Well, a metrisable space is completely metrisable iff it's Čech-complete and that has the following characterisation:
$X$ has a family of open covers $\mathcal{U}_n, n \in \omega$ such that every family of closed sets $\mathcal{F}$ that has the finite intersection property and such that $$\forall n \in \omega: \exists F \in \mathcal{F}: \exists U \in \mathcal{U}_n: F \subseteq U$$ then $\bigcap \mathcal{F} \neq \emptyset$.
This compact-like property is equivalent to Čech-completeness in Tikhonov spaces and so equivalent to complete metrisability if $X$ is already known to be metrisable. It was a tempting idea to just to take the images under $g$ of these open covers for the completely metrisable $X$ to get open covers of $Y$. But $F \subseteq g[U]$ does not always imply $g^{-1}[F] \subseteq U$, so that idea didn't work either (I couldn't show the crucial property for the covers in $Y$ from that property in $X$, but maybe someone else sees an easy way to "fix" this using paracompactness or suitable refinements.

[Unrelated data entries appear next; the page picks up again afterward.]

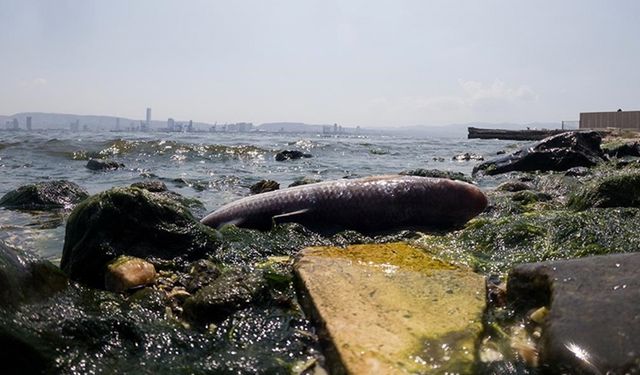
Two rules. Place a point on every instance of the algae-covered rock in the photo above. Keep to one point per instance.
(264, 186)
(130, 221)
(592, 322)
(304, 181)
(154, 186)
(127, 272)
(228, 293)
(514, 185)
(291, 155)
(437, 173)
(618, 190)
(103, 165)
(557, 153)
(392, 308)
(494, 244)
(45, 195)
(194, 205)
(622, 150)
(25, 278)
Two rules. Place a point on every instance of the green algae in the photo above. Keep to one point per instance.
(400, 255)
(493, 245)
(617, 190)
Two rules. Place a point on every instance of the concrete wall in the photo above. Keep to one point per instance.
(600, 120)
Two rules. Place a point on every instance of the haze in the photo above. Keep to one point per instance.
(367, 63)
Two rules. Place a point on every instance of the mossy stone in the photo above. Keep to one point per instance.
(618, 190)
(130, 221)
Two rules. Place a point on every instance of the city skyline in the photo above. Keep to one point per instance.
(381, 64)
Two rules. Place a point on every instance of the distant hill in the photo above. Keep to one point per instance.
(293, 127)
(460, 130)
(42, 120)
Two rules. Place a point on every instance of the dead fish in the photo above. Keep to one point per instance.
(374, 203)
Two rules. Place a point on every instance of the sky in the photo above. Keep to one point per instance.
(373, 63)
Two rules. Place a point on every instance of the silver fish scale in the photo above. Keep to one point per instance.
(371, 203)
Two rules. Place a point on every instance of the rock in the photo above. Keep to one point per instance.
(264, 186)
(577, 172)
(592, 325)
(130, 221)
(624, 150)
(127, 272)
(528, 197)
(619, 190)
(291, 154)
(103, 165)
(194, 205)
(227, 294)
(44, 196)
(391, 308)
(304, 181)
(194, 184)
(25, 278)
(496, 240)
(154, 186)
(201, 273)
(467, 156)
(557, 153)
(513, 186)
(437, 174)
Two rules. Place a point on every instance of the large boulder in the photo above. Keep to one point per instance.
(47, 195)
(592, 322)
(557, 153)
(624, 150)
(392, 309)
(130, 221)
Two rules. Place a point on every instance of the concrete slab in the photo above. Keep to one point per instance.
(593, 324)
(392, 309)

But then I found in Engelking (to find the example of non-Čech-complete space which is the open image of a Čech-complete space) the following theorem
[Pasynkov 1967]: If $f:X \to Y$ is open continuous onto $Y$ and $X$ is locally Čech-complete and $Y$ is paracompact, then $Y$ is Čech-complete.
From this your desired result follows quite easily. But further on in Exercise 5.5.8 in Engelking was exactly what we need, due to Michael and earlier Hausdorff and Sierpiński (1934 resp 1930 for more restrictive classes):
Michael's 1959 version: If $f:X \to Y$ is open continuous and onto, and $X$ is completely metrisable and $Y$ is paracompact (Hausdorff) then $Y$ is completely metrisable.

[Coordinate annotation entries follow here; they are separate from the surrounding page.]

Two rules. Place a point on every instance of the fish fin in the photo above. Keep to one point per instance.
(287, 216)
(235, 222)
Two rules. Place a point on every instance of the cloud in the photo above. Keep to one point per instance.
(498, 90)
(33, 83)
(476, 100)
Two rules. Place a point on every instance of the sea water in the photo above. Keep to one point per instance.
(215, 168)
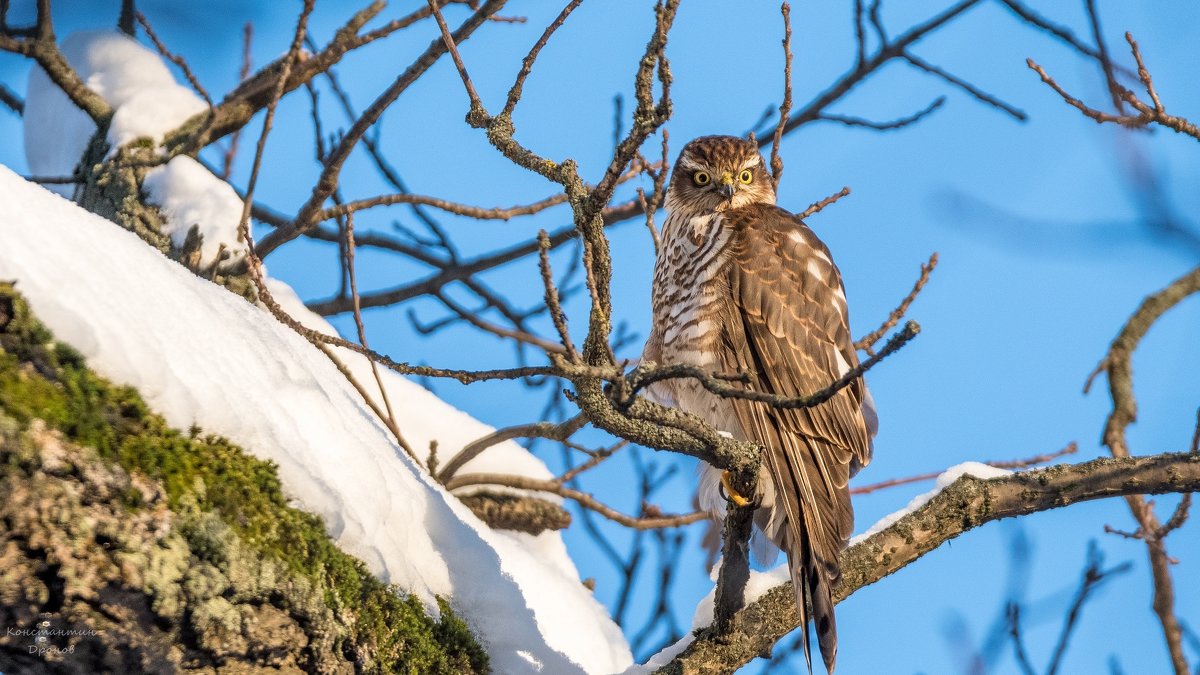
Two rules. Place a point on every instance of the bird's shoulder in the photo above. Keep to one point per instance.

The paper is: A theorem on semi-continuous set valued functions, Duke Math. J. 26 (1959), 647-651 (part of a nice series of papers on selection theorems, real classics, BTW)
This may not be the answer you want, since I am only providing further reading, but the following is a result of Hausdorff (1934).

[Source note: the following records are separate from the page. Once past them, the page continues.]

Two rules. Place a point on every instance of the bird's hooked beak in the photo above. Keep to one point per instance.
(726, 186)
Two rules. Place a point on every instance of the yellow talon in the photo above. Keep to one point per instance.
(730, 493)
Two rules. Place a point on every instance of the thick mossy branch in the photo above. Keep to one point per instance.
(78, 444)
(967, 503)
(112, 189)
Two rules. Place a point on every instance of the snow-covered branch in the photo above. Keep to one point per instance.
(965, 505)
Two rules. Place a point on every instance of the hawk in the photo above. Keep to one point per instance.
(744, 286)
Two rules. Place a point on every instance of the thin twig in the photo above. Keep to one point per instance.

Theorem A. If $X$ is completely metrizable, and there is a continuous open map $f:X\to Y$ from $X$ onto a metrizable space $Y$, then $Y$ is completely metrizable.
I now quote from A Note on Completely Metrizable Spaces by E. Michael, where a different proof of this result is discussed.
The simplicity of this argument contrasts strikingly with Hausdorff's complicated and lengthy proof in [H2].
So you may want to check out the details in Michael's paper. In particular, the proof discussed there goes through the notion of a "complete open sieve". It is shown (in earlier works) that a metrizable space is completely metrizable if and only if it has a complete open sieve. So, in Theorem A, $X$ has a complete open sieve, which is mapped to a complete open sieve in $Y$ under $f$, hence $Y$ is completely metrizable. I did not look further into these details, but perhaps in the setting that $X$ is Polish it is easier to describe the complete open sieve in question.
As a final remark, a generalization of Theorem A to the case that $Y$ is paracompact is given as Exercise 5.5.8(d) in General Topology by Engelking.